Burning Down the House
Save the last dance for 2011, because 2012’s gonna be a riot
|The Sugar Beets
Does anybody know when, exactly, that Mayan calendar thingy is s’posed to go down? And what, precisely, will occur when the Year 2012 turns over? Will the shit really hit the fan? There’s been talk of “global transformations,” but it’s uncertain what those Mayan seers had in mind — whether we’re all going to catch holy fire and shrivel into beef jerky or, instead, light up like kliegs and flame out like angels. Is this the End or just the Beginning?
Listen up, music fans and fan dancers, we’ve had enough of these dire predictions and apocalyptic talk. For all we know, we’re already dead. The only certainty is that whatever happens when we rip 2011 off the corkboard, we want it to happen to music. Play us a soundtrack. Put that needle in the groove, DJ Fancypants, and give us that thumpa-thumpa voodoo you do. Let’s make like Prince, and party like it’s 2011. So get on the bus, Baby Jesus — in Eugene, you ride for free.
Boozehounds snicker and call it “Amateur Night,” but they miss the point: New Year’s Eve is a ritual, a time to shed this past year’s used-up skin like a snake and slither reborn into the future. And we in Eugene are being offered myriad ways to get tipsy and toast 2012, whether that means doing the whirling dervish to hippie jams, bouncing the pogo to hip hop, or getting deep and contemplative with a taste of local nouveau-folk/alt-country twang.
In what can only be considered a huge coup for Eugene fans of ska, Jamaican singer Norma Fraser, dubbed the “Queen of American Roots Reggae,” rings in the New Year at Mac’s Vet’s Ballroom. Returning to the scene after a 20-year hiatus with a new-ish album, C’Mon Baby, Fraser is the real thing: Her first single, “We’ll Be Lovers,” was recorded in 1961 at Coxson Dodd’s legendary Studio One in Jamaica, where she worked with such luminaries as Bob Marley, Peter Tosh and Bunny Wailer. “I’m more mature now,” Fraser has said, “and truly understand how music can heat people and bring joy to their lives.”
When it comes to artistic output and critical recognition, 2011 was a banner year for Eugene singer/songwriter Tyler Fortier. He toured like mad, released several albums including the stark, lovely Bang on Time, and in general proved himself more than worthy of the big-time recognition that is sure to come, and soon. Fortier — an EW “Next Big Thing” singles contest co-winner — brings his scorching live performance to WOW Hall, where along with the Ty Curtis Band he will put a fitting exclamation point on a very productive, very exciting 2011.

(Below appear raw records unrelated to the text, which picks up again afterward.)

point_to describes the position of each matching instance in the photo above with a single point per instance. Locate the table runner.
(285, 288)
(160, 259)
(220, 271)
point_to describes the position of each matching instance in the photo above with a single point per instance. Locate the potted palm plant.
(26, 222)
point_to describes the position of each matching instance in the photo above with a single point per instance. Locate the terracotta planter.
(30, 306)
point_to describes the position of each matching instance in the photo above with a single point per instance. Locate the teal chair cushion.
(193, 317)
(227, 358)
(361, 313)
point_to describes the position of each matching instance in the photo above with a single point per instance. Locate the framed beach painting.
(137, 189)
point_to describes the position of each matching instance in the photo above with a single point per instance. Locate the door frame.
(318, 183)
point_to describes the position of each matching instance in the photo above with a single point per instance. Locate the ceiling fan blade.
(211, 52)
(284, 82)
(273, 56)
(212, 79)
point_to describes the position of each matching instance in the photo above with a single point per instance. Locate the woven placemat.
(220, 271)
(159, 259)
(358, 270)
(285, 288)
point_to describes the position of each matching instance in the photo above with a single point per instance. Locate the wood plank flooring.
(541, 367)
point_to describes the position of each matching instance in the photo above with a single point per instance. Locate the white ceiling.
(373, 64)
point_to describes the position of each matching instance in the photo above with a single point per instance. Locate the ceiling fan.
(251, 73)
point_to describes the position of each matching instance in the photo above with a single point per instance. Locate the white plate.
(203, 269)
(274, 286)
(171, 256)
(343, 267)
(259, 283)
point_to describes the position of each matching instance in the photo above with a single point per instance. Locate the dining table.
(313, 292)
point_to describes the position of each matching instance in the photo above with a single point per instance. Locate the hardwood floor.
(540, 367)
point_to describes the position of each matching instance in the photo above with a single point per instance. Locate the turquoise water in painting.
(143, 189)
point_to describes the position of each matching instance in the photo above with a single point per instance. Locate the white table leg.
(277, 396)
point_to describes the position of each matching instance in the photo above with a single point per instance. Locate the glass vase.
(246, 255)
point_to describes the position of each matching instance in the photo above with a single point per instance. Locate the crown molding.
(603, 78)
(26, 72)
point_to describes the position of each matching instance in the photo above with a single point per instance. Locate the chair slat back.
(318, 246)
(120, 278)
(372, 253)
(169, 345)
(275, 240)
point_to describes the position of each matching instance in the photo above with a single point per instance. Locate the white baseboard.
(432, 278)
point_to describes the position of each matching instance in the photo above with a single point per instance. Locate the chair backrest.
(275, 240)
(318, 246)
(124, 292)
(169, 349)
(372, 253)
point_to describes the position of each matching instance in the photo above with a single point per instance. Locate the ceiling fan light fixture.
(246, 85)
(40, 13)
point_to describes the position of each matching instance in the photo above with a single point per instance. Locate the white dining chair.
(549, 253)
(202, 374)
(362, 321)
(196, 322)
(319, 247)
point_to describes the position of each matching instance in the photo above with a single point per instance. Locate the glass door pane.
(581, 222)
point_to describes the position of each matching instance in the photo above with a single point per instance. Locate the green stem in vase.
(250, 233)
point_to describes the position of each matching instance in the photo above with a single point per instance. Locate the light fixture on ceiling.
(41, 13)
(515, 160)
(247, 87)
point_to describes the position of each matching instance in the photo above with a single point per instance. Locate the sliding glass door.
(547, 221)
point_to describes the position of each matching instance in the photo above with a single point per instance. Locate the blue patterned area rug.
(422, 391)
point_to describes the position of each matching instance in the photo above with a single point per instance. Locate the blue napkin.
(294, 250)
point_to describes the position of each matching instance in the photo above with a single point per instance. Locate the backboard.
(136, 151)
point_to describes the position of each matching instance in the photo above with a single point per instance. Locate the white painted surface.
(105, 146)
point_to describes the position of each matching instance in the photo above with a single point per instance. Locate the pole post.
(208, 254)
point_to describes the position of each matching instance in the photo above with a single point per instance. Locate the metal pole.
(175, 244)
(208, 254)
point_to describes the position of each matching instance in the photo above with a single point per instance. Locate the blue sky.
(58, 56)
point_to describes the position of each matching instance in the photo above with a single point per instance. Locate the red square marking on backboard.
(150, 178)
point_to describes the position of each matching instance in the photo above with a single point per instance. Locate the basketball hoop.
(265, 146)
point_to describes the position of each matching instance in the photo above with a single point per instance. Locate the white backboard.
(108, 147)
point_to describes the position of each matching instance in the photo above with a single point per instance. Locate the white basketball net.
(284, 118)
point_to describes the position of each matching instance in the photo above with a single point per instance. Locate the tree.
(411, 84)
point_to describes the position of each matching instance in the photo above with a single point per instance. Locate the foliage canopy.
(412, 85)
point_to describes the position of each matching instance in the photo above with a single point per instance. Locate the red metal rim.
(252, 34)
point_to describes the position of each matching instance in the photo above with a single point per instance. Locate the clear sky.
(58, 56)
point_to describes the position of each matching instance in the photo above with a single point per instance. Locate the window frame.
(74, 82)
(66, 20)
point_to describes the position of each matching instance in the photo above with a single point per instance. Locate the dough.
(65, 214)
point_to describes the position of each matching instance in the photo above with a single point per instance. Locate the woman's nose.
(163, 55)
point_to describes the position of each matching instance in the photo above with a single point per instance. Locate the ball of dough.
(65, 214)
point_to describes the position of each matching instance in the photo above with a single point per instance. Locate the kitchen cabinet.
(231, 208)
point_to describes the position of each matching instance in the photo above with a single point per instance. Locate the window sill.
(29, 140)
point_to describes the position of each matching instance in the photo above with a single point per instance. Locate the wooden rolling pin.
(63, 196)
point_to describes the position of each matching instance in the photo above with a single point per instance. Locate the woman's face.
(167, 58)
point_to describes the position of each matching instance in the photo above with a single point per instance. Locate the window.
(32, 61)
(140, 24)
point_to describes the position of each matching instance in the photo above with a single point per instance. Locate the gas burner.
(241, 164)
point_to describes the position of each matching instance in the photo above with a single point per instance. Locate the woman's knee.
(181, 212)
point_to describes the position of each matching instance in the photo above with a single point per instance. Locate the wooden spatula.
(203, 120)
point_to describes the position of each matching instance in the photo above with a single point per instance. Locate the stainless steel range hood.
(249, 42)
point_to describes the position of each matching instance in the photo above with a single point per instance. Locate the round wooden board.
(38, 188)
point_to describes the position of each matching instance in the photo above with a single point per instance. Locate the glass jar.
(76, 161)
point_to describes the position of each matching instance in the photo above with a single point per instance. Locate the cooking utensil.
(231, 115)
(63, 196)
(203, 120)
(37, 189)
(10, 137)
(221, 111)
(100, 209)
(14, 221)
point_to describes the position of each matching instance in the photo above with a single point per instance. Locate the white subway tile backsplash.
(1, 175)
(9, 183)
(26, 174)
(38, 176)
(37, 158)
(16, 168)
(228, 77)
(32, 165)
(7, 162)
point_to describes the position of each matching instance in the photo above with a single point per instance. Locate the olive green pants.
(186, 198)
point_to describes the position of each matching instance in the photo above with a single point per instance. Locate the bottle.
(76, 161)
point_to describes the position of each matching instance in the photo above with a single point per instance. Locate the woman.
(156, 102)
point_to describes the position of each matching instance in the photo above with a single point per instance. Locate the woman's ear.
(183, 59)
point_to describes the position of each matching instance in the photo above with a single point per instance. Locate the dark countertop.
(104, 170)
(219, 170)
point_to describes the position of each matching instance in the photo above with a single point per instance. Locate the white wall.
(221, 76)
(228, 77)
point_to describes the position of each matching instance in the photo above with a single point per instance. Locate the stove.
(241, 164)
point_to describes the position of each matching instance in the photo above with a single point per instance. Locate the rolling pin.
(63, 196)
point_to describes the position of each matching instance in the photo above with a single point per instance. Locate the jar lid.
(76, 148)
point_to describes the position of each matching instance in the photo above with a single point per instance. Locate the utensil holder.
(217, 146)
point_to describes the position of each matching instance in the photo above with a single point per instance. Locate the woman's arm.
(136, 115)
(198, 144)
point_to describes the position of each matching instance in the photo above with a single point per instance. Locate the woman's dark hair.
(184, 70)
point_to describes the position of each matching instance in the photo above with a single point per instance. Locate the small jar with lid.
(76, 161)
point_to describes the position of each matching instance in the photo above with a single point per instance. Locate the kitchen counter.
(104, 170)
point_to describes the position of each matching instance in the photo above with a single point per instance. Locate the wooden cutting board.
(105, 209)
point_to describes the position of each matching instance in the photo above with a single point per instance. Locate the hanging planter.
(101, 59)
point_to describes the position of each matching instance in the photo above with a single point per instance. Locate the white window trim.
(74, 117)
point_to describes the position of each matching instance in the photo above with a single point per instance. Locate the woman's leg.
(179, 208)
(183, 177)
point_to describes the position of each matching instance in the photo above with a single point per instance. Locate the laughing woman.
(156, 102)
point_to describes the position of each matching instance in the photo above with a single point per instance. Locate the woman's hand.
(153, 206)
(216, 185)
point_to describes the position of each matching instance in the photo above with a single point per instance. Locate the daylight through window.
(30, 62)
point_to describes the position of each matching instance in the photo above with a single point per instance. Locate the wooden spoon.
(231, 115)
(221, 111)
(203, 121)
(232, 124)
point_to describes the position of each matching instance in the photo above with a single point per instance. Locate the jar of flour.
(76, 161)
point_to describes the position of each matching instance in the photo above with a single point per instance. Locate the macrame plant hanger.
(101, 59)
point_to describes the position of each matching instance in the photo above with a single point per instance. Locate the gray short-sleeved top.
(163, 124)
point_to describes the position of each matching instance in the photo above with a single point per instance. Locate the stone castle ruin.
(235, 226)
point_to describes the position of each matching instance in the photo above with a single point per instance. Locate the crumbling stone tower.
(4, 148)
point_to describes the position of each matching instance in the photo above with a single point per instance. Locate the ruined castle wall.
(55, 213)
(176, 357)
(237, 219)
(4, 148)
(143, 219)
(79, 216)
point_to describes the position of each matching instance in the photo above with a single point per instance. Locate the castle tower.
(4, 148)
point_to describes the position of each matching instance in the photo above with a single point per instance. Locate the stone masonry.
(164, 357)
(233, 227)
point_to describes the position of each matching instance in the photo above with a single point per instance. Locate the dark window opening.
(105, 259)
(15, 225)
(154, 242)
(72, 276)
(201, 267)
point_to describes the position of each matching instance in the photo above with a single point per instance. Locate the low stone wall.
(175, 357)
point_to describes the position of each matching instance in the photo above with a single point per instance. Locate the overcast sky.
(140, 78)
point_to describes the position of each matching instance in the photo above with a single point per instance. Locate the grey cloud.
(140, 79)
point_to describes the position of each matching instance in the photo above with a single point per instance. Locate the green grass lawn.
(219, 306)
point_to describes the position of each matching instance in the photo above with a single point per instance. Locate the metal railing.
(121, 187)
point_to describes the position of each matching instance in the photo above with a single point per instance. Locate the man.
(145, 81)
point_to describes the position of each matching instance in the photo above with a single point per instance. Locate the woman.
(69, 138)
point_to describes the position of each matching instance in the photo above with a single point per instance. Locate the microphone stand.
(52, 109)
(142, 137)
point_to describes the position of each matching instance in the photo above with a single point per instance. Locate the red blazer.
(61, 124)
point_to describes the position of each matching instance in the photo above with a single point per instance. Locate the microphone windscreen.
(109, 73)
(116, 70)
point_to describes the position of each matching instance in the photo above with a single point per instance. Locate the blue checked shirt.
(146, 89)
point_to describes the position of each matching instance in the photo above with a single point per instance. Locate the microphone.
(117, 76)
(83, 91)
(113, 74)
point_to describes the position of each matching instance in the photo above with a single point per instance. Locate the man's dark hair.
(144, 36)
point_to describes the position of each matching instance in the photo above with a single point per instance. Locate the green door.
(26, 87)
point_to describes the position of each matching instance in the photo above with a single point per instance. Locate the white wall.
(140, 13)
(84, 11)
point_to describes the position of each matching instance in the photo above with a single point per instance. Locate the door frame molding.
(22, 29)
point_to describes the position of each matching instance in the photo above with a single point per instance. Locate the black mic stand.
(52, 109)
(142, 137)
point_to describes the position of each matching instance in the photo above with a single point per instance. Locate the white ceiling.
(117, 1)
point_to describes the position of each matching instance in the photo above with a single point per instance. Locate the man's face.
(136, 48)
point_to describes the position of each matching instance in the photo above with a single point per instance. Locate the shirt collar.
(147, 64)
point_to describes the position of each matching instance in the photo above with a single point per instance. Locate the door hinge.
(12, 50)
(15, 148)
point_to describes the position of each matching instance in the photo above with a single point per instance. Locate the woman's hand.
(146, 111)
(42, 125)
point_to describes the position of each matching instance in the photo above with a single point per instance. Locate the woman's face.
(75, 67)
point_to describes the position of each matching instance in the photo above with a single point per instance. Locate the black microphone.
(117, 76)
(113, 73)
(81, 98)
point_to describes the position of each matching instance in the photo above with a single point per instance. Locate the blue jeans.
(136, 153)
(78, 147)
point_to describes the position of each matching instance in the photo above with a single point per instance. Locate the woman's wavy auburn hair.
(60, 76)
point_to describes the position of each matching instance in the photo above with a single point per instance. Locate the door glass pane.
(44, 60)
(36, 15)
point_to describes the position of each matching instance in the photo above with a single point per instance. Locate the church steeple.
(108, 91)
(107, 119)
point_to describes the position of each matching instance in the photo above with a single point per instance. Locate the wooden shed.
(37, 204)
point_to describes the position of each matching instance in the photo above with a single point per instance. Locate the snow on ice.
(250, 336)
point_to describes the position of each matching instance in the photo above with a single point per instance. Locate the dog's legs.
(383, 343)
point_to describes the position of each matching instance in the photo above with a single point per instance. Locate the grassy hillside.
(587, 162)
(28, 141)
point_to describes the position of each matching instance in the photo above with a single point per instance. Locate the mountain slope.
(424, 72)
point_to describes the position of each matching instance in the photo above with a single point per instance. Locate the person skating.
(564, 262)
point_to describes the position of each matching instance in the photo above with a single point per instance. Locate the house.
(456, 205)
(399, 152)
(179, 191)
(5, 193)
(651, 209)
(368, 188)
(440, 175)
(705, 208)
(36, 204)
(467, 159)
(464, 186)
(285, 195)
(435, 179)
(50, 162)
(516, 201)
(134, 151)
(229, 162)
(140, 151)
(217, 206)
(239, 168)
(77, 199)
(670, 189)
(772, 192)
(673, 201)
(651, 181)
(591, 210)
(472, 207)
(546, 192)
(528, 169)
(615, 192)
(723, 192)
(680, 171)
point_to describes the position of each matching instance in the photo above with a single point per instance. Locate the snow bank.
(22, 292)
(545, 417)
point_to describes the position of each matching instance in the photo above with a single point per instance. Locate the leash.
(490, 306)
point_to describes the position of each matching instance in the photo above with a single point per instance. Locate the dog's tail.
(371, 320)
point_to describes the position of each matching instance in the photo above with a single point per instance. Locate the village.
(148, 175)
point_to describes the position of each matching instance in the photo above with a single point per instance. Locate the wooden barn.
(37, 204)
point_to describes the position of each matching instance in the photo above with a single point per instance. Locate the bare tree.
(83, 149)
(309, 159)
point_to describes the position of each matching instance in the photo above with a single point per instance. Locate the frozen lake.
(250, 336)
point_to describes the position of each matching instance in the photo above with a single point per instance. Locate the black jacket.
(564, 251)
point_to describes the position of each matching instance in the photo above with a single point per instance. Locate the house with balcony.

And what would New Year’s Eve be without the electrified hip hop of Eugene’s own Marv Ellis & The Platform combined with the jam-band ballistics of local funk faves Reeble Jar. Both outfits will light up McDonald Theatre for a patently wild, and wildly danceable, New Year’s Eve party.
Yo, there’s more. Keeping it low-down and local, dubious, Van Wenda and Downseekers chime in 2012 at the Cooler. The Sugar Beets play Cozmic, featuring a special midnight celebration with Infusia Dance Tribe. At the Granary, you can catch Poor Miner’s Union and the Alder St. All-Stars, while the Dead Americans and The Up Beat unleash some ‘60s soul and reggae to toke in 2012. If the sepia-tinged nostalgia of the Roaring 1920s is your cup of absinthe, catch Bad Mitten Orchestre and local bluegrass badasses Water Tower Bucket Boys at Sam Bond’s. Basin & Range and other funky fools kick out the jams at Oak St. Speakeasy, and Concrete Cowboys mosey up to Whiskey River Ranch.
There’s plenty more going on in Eugene on Jan. 31, so if none of the above melts your butter, check out our weekly Nightlife section for further New Year’s Eve options. Cheers.